At the end of the day
Dr M and I discussed upcoming meetings, proposals to be written and strategies we
could employ to improve our ability to take care of patients in a decentralized
location such as Ndirande i.e. outside the overcrowded central hospital. Under the current system the central hospital
cannot do its job taking in the sickest patients who need urgent or complex
treatment because it is overloaded with non-urgent concerns. And the district
hospitals can not do their job because of a cycle that resolves around, lack of
resources leading to lack of effective care delivery leading to lack of
provider satisfaction and patient trust leading to perceived lack of value
which cycles back around to lack of recourses allocated by the government.

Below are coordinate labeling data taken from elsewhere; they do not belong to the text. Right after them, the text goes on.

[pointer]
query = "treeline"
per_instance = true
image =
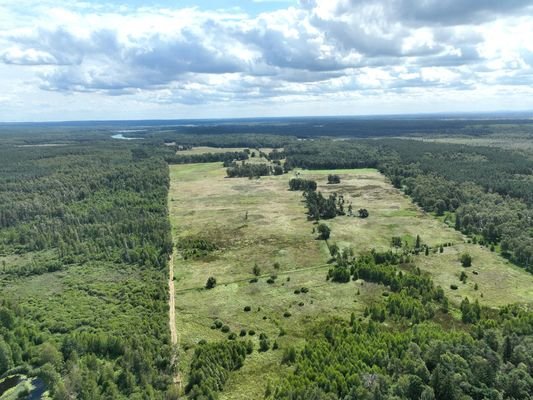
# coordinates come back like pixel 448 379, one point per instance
pixel 99 209
pixel 327 154
pixel 211 365
pixel 483 188
pixel 302 184
pixel 486 191
pixel 225 157
pixel 495 170
pixel 412 357
pixel 370 361
pixel 253 170
pixel 320 207
pixel 100 205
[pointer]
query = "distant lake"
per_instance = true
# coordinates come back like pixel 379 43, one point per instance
pixel 121 136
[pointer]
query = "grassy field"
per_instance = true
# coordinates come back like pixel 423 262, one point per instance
pixel 259 222
pixel 510 141
pixel 208 149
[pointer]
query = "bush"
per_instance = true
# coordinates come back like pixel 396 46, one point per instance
pixel 466 260
pixel 264 345
pixel 211 283
pixel 323 232
pixel 289 356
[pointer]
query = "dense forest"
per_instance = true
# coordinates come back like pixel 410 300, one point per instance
pixel 484 192
pixel 78 211
pixel 92 214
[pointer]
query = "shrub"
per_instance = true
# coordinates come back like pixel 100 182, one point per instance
pixel 264 345
pixel 211 283
pixel 323 232
pixel 289 355
pixel 466 260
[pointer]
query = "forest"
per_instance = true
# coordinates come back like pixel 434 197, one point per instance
pixel 86 239
pixel 72 210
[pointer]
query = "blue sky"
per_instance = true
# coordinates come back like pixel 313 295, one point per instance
pixel 79 60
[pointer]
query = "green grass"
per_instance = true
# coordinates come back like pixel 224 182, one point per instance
pixel 259 221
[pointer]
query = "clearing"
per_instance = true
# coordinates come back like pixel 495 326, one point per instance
pixel 260 222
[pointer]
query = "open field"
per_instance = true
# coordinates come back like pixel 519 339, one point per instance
pixel 259 221
pixel 510 141
pixel 208 149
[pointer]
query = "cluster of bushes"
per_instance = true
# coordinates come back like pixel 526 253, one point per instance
pixel 195 247
pixel 302 184
pixel 226 157
pixel 320 207
pixel 211 365
pixel 253 170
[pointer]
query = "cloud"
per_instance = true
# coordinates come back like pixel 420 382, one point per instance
pixel 314 50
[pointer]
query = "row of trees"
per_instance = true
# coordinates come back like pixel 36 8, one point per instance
pixel 99 209
pixel 412 357
pixel 248 170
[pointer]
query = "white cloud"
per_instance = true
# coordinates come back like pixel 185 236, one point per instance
pixel 170 59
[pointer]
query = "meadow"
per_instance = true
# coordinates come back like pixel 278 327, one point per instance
pixel 260 223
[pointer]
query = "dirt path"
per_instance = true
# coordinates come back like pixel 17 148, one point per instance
pixel 172 319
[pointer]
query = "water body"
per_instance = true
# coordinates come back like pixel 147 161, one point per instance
pixel 122 137
pixel 9 383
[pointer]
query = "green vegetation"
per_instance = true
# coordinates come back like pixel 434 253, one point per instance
pixel 408 301
pixel 84 243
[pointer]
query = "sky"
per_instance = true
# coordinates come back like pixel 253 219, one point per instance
pixel 174 59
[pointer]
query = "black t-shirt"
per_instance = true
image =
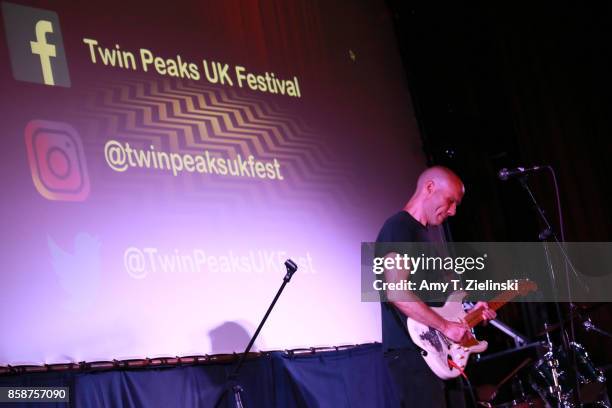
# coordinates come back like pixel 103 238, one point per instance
pixel 401 227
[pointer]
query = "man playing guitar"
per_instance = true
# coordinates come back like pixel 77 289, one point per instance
pixel 438 193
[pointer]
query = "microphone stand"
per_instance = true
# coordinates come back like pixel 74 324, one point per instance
pixel 232 384
pixel 544 235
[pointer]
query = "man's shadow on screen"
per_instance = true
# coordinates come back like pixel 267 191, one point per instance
pixel 229 337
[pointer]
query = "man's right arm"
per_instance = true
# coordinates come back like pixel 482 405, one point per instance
pixel 412 306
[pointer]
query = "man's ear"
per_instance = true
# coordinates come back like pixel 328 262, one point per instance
pixel 430 186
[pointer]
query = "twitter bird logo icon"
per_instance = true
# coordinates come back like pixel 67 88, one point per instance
pixel 78 271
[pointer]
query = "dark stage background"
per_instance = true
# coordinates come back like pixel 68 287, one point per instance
pixel 504 85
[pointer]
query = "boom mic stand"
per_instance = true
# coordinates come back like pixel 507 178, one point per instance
pixel 544 235
pixel 232 384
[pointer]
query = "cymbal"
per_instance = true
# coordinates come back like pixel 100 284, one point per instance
pixel 575 314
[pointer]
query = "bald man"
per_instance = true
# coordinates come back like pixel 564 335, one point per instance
pixel 438 193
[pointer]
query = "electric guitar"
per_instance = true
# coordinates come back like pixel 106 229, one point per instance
pixel 446 358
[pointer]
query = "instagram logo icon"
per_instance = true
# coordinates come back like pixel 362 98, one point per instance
pixel 57 161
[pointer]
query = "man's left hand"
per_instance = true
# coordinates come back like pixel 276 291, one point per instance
pixel 487 312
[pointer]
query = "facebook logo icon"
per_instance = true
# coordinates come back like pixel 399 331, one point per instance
pixel 35 44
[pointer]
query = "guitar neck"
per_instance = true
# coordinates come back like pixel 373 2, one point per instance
pixel 475 316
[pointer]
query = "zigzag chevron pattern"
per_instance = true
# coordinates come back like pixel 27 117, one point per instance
pixel 188 117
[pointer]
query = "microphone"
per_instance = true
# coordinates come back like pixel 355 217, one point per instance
pixel 504 174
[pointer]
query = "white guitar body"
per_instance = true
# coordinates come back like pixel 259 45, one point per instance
pixel 437 348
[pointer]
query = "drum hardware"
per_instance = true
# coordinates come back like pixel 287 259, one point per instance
pixel 567 379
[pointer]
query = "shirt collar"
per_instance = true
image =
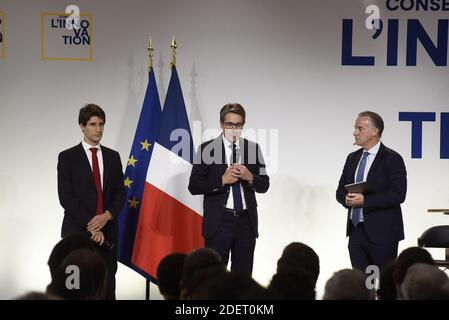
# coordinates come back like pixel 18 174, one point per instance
pixel 228 144
pixel 87 146
pixel 374 150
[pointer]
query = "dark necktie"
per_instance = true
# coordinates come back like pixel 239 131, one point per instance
pixel 236 191
pixel 97 179
pixel 357 212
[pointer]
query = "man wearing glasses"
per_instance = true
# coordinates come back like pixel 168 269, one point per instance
pixel 228 170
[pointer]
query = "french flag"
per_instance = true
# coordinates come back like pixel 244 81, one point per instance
pixel 170 217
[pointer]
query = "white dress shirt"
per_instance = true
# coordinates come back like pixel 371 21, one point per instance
pixel 228 155
pixel 369 161
pixel 87 147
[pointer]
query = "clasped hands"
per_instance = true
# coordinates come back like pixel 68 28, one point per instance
pixel 355 200
pixel 237 172
pixel 96 224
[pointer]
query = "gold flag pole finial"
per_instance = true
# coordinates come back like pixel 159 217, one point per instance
pixel 173 47
pixel 150 54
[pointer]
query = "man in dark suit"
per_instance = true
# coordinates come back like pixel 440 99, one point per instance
pixel 91 190
pixel 374 223
pixel 228 170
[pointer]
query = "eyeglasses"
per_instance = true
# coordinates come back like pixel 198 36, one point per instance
pixel 230 125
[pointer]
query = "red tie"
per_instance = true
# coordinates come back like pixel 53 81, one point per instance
pixel 96 172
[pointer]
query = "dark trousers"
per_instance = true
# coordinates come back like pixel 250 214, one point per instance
pixel 364 252
pixel 110 258
pixel 235 236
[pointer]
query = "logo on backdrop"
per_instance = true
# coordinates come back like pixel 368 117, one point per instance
pixel 2 34
pixel 67 36
pixel 433 36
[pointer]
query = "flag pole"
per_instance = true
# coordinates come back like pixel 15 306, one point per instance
pixel 150 54
pixel 173 47
pixel 150 50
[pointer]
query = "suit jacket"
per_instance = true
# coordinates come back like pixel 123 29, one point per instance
pixel 387 179
pixel 78 195
pixel 208 168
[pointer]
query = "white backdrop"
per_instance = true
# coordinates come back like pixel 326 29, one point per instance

*Vision* A family doctor will be an advocate for
reforming the system so that patients can receive the care the need when they
need it.
And the final
conversation that we had was exchanging thoughts and hopes about one of
Ndirande’s clinical officers (L) who has shared our passion for Ndirande to
become a fully functional district hospital and pilot for other district
hospitals in Malawi. L was recently offered
a “project job”. This is a common path
for the best and brightest clinicians in Malawi. As is the case with L a private research
project, who needs a clinician for a short time, will offer her a salary that
exceeds a government salary by three times or more. Having just started a family 8 months ago,
the obvious choice for this talented, passionate young clinician would be to
work for the private research project.
But, by some miracle, she has not yet made up her mind and is
considering staying at Ndirande to work with us to promote this vision. Last week one of my dearest friends in
Seattle gave a donation to Ndirande. This
donation bought a couple of beds, a desk, a lock box for controlled medications
(so that patients can receive anesthesia), a lock of for the door, and set of
bars on the window (as things had been stolen quite often), some curtains for
patient privacy, and some other necessary clinical supplies. To this clinical officer, this donation was a
timely and compelling symbol that there is potential for this hospital. The things we were able to purchase
represented a transition taking place: an intangible vision-- that Ndirande
could be a model district hospital--becoming tangible. And this gift provided hope enough for this
talented clinician to consider saying no to money and yes to a dream.
It is my hope that
this gift may have put a small break in the cycle described above that nothing
leads to nothing at Ndirande. We now
have something and I pray that there is more to come in small and large
ways. Thank you T for your generosity,
it has value beyond the monetary value!
*Vision* A family doctor will
strengthen teams, share vision and help create a sustainable work place for
talented clinicians.
This day, next to the
giant spider, I feel both settled and also hopeful that we will be able to
unsettle the status quo at Ndirande.